In short: More developers are using AI coding tools to write faster, but new data suggests a lot of that code has to be rewritten later.
Companies are increasingly giving software developers large “token budgets.” Tokens are the units that many AI tools charge for, similar to paying by the number of words and steps the tool uses. Some developers treat a bigger token budget as a status symbol, but a TechCrunch report says that does not necessarily mean more useful work gets done.

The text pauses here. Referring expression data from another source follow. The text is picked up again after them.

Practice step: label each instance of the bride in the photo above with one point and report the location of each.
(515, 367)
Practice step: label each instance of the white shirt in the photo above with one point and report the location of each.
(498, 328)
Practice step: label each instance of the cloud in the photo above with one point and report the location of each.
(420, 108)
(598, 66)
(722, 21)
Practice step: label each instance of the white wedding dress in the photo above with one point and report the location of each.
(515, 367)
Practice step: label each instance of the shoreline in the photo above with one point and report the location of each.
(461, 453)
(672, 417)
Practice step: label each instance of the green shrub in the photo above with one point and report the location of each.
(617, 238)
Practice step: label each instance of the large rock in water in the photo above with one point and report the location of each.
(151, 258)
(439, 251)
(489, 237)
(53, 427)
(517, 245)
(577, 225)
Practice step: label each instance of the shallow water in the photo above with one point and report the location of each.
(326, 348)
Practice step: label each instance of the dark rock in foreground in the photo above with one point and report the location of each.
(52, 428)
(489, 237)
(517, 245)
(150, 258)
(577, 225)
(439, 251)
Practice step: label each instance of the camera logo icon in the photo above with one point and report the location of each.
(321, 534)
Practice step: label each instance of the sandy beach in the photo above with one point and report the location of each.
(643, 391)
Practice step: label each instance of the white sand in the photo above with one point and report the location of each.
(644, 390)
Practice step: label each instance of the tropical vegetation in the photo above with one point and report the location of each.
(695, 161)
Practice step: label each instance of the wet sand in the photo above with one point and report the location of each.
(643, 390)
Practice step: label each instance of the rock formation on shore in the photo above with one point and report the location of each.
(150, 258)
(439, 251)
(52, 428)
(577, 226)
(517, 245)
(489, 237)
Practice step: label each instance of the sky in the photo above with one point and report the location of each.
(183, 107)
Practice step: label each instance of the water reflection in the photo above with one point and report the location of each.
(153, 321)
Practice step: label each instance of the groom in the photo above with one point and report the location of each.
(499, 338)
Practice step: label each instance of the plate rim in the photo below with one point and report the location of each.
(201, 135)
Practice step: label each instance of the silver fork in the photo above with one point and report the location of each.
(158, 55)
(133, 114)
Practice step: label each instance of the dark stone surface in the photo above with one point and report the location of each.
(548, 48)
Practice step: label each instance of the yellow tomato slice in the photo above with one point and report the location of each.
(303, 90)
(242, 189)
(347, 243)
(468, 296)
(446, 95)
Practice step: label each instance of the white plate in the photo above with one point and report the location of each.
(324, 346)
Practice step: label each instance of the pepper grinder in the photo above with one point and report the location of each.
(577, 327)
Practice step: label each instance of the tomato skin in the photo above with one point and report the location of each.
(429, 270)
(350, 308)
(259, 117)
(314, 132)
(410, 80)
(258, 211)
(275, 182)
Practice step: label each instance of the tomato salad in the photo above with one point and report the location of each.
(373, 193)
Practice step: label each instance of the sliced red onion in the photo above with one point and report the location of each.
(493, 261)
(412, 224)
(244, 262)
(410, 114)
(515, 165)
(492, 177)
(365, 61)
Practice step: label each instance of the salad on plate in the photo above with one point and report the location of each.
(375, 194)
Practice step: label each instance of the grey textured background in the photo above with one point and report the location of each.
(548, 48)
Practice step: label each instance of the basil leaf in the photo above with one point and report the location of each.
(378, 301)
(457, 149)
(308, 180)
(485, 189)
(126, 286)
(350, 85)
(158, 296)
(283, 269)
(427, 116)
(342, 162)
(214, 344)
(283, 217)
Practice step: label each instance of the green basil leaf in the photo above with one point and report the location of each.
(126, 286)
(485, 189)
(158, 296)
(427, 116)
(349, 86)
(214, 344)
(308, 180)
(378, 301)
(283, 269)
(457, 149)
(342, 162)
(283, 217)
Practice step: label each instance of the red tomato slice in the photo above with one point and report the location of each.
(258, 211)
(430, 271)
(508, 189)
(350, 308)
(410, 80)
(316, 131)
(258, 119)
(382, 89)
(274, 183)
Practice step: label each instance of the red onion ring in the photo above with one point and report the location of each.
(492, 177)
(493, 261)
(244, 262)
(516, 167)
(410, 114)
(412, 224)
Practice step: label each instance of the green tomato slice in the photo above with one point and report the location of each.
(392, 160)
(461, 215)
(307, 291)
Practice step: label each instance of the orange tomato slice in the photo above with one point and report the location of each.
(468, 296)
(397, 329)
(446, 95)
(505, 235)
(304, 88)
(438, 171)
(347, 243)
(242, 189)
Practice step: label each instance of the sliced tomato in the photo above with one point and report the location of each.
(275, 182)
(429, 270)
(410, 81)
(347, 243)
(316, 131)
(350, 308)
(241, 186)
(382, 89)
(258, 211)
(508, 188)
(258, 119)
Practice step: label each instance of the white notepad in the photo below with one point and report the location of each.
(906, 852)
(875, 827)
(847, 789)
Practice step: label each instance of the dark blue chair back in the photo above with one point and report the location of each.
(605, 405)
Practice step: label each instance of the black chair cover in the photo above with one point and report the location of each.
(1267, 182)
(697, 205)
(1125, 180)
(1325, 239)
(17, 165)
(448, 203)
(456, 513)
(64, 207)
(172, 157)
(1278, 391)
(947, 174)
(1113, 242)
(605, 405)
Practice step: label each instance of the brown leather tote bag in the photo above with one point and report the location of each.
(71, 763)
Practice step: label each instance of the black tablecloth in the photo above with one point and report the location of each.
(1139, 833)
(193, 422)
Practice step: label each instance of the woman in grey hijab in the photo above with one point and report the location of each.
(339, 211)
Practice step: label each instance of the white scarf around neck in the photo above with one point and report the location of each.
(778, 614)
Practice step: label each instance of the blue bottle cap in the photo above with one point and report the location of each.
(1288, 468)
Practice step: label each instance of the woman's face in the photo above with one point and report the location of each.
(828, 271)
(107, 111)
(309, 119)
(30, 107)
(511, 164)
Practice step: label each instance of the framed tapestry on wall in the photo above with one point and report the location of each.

Several analytics firms that track software work say AI tools can lead to more code being created, but also more “code churn.” Code churn means code that gets added and then later deleted or rewritten, like writing a long draft and then throwing much of it away.
Waydev, which works with 50 customers and more than 10,000 engineers, says managers may see AI code acceptance rates of 80% to 90% at first. But Waydev CEO Alex Circei told TechCrunch that follow-up revisions in later weeks can drive the real kept-and-working amount down to 10% to 30% of what was generated.
Other data points in the story point in the same direction. GitClear reported in January that regular AI users had 9.4 times higher churn than non-AI users. Faros AI reported in March 2026 that churn increased 861% under high AI adoption. Jellyfish found that engineers with the biggest token budgets produced more pull requests (proposed code changes), but the gains did not scale, with about two times the output at ten times the token cost.
More companies are likely to focus less on how much AI is used and more on whether the code “sticks” over time. Tools that measure quality, rework, and cost may become a bigger part of managing AI-assisted software work.